Así comenzó la doble moral y la insinceridad, que se extendieron a todos los que permanecieron en Cuba, pues el nuevo régimen —a diferencia del antiguo— no admitía la neutralidad. Si en tiempos de Batista era fácil eludir las provocaciones de los chivatos con la frase mágica “Yo no me meto en política”, en la era castrista esto era impensable. Había que aplaudir.
Fue de ese modo que el poderoso instinto de conservación aconsejó a toda la población residente en el Archipiélago, y ahí quedó el sueño de hacer a todos los ciudadanos virtuosos, sinceros, morales, veraces y valientes.
En cuanto al adjetivo “solidario”, hay que reconocer que es una bonita palabra, pero a ese nuevo hombre se le enseñó que quien se atreviera a discrepar no era merecedor de su solidaridad. Por el contrario, tales sujetos se convertían ipso facto en excelentes candidatos a ser arrastrados, apedreados o pateados por los “revolucionarios enardecidos”.
Por otro lado, se crearon condiciones económicas que determinan que el salario no alcance para vivir, cosa que ha reconocido hasta el actual presidente Raúl Castro. Por ende, se obligó al “hombre nuevo” a recurrir al delito para sobrevivir. Eso sí, para tales actos ya no se utilizan los verbos robar o hurtar, sino el eufemismo “resolver”.
Al igual que el juez de aquella vieja comedia fílmica italiana que pensaba que, si existía el servicio militar obligatorio, también debía haber cárcel obligatoria, parece ser que los arquitectos castristas del “hombre nuevo” confían en las virtudes pedagógicas de las prisiones, y tanto, que en lugar de las catorce que había en 1959 han instalado varios centenares.
Las organizaciones independientes (únicas que dan esas cifras) calculan que, “gracias a la Revolución”, el número de cautivos ha aumentado de tres mil a unos ochenta mil; también consideran que más del diez por ciento de la población adulta del país ha pasado por los centros penitenciarios.

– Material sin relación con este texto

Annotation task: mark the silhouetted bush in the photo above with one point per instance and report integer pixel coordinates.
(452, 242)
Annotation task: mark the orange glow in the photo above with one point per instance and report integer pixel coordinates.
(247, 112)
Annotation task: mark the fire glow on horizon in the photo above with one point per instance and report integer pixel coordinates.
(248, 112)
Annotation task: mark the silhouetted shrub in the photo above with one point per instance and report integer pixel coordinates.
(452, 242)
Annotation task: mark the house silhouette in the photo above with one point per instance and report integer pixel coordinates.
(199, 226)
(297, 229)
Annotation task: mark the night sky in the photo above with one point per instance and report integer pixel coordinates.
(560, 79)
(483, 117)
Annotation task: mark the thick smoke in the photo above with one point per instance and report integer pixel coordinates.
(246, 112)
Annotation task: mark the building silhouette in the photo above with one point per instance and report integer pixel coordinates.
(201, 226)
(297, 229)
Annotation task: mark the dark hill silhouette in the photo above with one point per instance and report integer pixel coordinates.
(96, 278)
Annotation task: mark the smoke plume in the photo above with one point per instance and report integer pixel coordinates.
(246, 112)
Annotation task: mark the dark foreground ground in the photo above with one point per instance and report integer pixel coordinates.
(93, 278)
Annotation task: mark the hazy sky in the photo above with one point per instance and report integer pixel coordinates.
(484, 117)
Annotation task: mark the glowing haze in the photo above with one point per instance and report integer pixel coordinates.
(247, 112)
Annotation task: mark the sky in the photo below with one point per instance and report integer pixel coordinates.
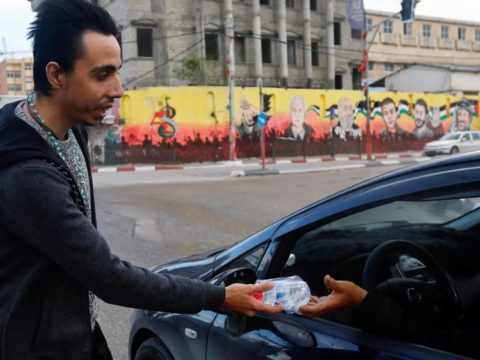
(16, 15)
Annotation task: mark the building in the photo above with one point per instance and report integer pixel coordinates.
(294, 43)
(425, 41)
(434, 79)
(16, 76)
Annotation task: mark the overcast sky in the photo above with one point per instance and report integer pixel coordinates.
(15, 16)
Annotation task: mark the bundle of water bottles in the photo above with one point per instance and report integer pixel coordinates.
(290, 293)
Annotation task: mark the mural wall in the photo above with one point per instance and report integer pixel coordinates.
(190, 124)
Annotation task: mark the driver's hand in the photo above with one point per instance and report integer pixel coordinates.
(345, 294)
(240, 298)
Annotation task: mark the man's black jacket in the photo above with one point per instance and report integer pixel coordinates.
(51, 255)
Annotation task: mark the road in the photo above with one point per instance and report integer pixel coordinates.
(152, 218)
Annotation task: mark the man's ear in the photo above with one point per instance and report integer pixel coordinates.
(55, 75)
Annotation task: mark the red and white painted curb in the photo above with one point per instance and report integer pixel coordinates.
(391, 159)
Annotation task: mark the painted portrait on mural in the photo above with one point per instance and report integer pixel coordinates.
(346, 129)
(392, 131)
(435, 122)
(420, 114)
(246, 120)
(298, 128)
(462, 120)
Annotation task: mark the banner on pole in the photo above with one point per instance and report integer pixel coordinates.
(356, 14)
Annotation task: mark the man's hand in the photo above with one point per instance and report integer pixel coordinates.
(345, 294)
(240, 298)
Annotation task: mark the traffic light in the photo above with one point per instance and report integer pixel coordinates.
(408, 10)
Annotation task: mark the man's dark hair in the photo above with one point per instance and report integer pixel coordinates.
(387, 101)
(423, 103)
(57, 35)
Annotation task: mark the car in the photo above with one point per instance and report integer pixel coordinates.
(425, 214)
(454, 143)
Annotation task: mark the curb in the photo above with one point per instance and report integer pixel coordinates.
(405, 160)
(240, 163)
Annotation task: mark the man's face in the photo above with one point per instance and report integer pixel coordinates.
(248, 117)
(420, 115)
(389, 115)
(435, 117)
(90, 89)
(345, 113)
(297, 113)
(463, 120)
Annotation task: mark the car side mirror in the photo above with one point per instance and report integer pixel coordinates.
(234, 276)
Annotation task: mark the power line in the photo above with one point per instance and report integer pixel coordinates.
(168, 60)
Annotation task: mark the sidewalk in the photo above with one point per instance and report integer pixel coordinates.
(378, 159)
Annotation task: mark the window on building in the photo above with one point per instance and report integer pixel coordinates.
(337, 33)
(356, 34)
(444, 32)
(291, 52)
(407, 29)
(427, 30)
(338, 82)
(266, 51)
(240, 55)
(388, 27)
(145, 42)
(211, 46)
(315, 54)
(369, 23)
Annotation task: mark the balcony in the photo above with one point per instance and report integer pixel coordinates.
(428, 42)
(389, 39)
(446, 44)
(464, 45)
(410, 40)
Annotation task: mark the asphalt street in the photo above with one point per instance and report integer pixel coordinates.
(152, 218)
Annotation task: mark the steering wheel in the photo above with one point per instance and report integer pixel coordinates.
(410, 275)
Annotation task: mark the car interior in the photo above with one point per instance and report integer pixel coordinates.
(448, 229)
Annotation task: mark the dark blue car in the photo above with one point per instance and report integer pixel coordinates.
(424, 214)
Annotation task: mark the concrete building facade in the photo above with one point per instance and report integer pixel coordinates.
(425, 41)
(16, 76)
(294, 43)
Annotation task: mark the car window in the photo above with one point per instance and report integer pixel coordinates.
(249, 260)
(341, 247)
(451, 137)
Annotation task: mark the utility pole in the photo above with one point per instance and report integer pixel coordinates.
(229, 27)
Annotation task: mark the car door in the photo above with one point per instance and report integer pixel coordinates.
(476, 140)
(465, 144)
(283, 336)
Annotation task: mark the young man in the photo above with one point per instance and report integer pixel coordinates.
(54, 261)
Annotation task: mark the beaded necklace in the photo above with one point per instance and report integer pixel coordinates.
(53, 139)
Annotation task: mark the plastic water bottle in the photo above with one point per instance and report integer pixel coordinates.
(290, 293)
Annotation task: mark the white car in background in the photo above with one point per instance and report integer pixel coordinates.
(454, 143)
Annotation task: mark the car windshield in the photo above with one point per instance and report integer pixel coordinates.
(450, 137)
(407, 214)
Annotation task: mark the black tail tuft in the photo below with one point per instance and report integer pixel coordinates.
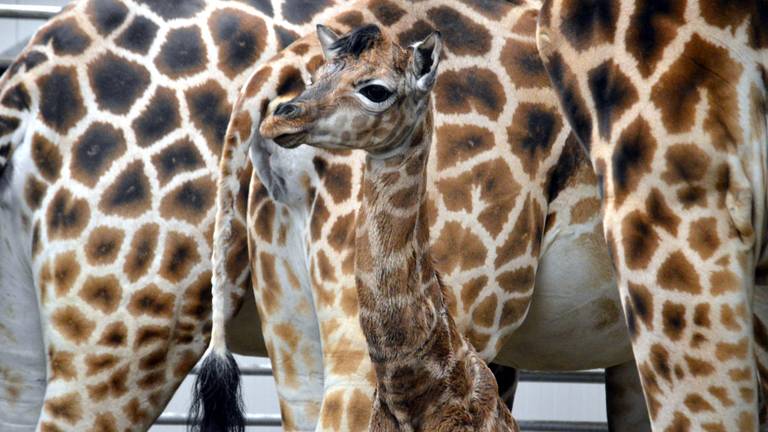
(217, 394)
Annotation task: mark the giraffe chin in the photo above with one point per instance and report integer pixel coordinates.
(290, 140)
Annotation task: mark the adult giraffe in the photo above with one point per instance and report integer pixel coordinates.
(373, 95)
(670, 101)
(503, 166)
(111, 123)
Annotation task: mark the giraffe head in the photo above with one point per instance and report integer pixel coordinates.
(370, 94)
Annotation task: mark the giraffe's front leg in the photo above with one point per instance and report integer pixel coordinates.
(685, 282)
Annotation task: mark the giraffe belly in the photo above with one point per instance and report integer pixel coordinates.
(575, 321)
(22, 360)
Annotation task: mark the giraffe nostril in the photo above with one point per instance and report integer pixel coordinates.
(287, 110)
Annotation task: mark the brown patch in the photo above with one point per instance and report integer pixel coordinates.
(47, 157)
(698, 367)
(72, 324)
(686, 164)
(678, 274)
(66, 215)
(514, 310)
(114, 335)
(95, 151)
(725, 351)
(586, 26)
(659, 357)
(652, 27)
(103, 245)
(61, 364)
(240, 39)
(104, 422)
(320, 216)
(330, 416)
(485, 313)
(729, 318)
(338, 182)
(96, 364)
(197, 298)
(673, 318)
(526, 232)
(130, 194)
(474, 88)
(141, 252)
(466, 36)
(342, 233)
(724, 281)
(701, 66)
(155, 359)
(65, 271)
(584, 210)
(471, 290)
(152, 301)
(532, 134)
(34, 191)
(386, 12)
(358, 410)
(65, 408)
(639, 239)
(701, 315)
(703, 237)
(680, 423)
(102, 293)
(721, 394)
(455, 237)
(61, 104)
(659, 212)
(179, 257)
(519, 280)
(134, 412)
(632, 158)
(523, 64)
(191, 201)
(209, 110)
(181, 156)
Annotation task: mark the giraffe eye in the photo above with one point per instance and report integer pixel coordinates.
(375, 93)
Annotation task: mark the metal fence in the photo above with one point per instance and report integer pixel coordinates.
(46, 12)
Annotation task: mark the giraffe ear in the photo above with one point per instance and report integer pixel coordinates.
(327, 38)
(424, 61)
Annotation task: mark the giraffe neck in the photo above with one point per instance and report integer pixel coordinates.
(398, 290)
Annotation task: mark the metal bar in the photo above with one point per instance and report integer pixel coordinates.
(177, 419)
(27, 11)
(590, 377)
(258, 370)
(561, 426)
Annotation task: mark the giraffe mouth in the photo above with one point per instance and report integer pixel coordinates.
(290, 140)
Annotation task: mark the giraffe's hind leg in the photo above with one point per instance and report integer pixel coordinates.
(624, 399)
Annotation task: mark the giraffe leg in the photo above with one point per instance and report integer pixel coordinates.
(624, 399)
(677, 164)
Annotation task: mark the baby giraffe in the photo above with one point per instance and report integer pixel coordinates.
(373, 95)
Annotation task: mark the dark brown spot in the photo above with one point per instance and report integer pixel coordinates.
(103, 245)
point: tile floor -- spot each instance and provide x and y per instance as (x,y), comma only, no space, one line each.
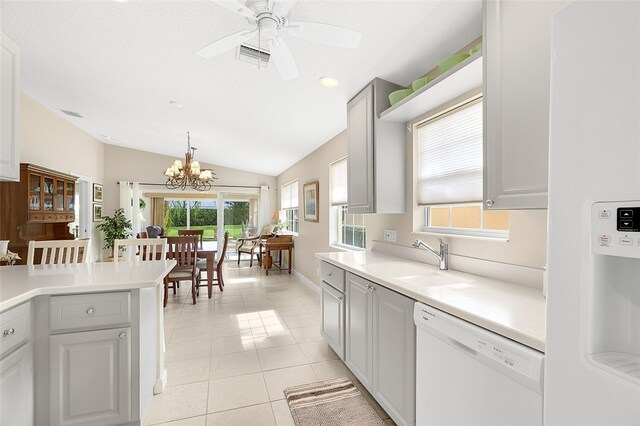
(230,357)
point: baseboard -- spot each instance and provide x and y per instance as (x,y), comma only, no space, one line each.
(313,286)
(161,383)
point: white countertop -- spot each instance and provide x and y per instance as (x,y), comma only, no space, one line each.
(511,310)
(21,283)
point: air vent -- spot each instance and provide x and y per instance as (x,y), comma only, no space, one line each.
(71,113)
(253,55)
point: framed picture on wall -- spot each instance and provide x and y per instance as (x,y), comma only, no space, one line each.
(310,191)
(97,212)
(97,193)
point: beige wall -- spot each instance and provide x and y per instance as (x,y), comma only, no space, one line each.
(48,140)
(313,237)
(528,230)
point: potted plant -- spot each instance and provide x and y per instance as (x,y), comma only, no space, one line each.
(114,228)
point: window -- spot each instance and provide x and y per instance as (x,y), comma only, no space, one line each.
(348,229)
(289,203)
(450,153)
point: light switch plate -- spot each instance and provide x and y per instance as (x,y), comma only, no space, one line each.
(390,235)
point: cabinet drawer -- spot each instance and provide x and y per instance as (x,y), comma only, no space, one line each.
(89,310)
(332,275)
(15,327)
(36,217)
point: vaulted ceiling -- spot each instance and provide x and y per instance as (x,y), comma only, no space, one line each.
(120,64)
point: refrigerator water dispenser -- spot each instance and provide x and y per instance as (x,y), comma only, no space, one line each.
(614,329)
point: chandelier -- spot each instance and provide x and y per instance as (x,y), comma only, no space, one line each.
(191,175)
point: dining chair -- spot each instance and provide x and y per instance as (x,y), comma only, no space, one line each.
(217,267)
(195,232)
(185,251)
(155,231)
(251,245)
(56,252)
(139,249)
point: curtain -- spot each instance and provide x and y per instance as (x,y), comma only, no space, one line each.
(339,183)
(157,211)
(451,158)
(135,208)
(125,200)
(264,208)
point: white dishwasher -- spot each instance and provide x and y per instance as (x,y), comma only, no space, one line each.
(467,375)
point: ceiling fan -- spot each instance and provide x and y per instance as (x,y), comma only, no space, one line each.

Como es natural, esto ha determinado que el lenguaje y los usos carcelarios, reservados antes a una exigua minoría, se hayan extendido entre la generalidad de la población. Fue así que el “hombre nuevo” perdió la cualidad de ser decente.
El adjetivo “desprendido” tampoco puede aplicarse ya al novedoso tipo humano, pues las precarias condiciones económicas creadas por el sistema determinan que, salvo los pocos privilegiados que pertenecen a la nomenclatura, los demás no tengan nada de lo cual desprenderse.
En cuanto a lo patriota, el cubano ama a su país, pero prefiere —sobre todo si es joven— marcharse a cualquier sitio que le otorgue una visa y donde pueda vivir como un hombre o una mujer, sin necesidad de ser “nuevo”.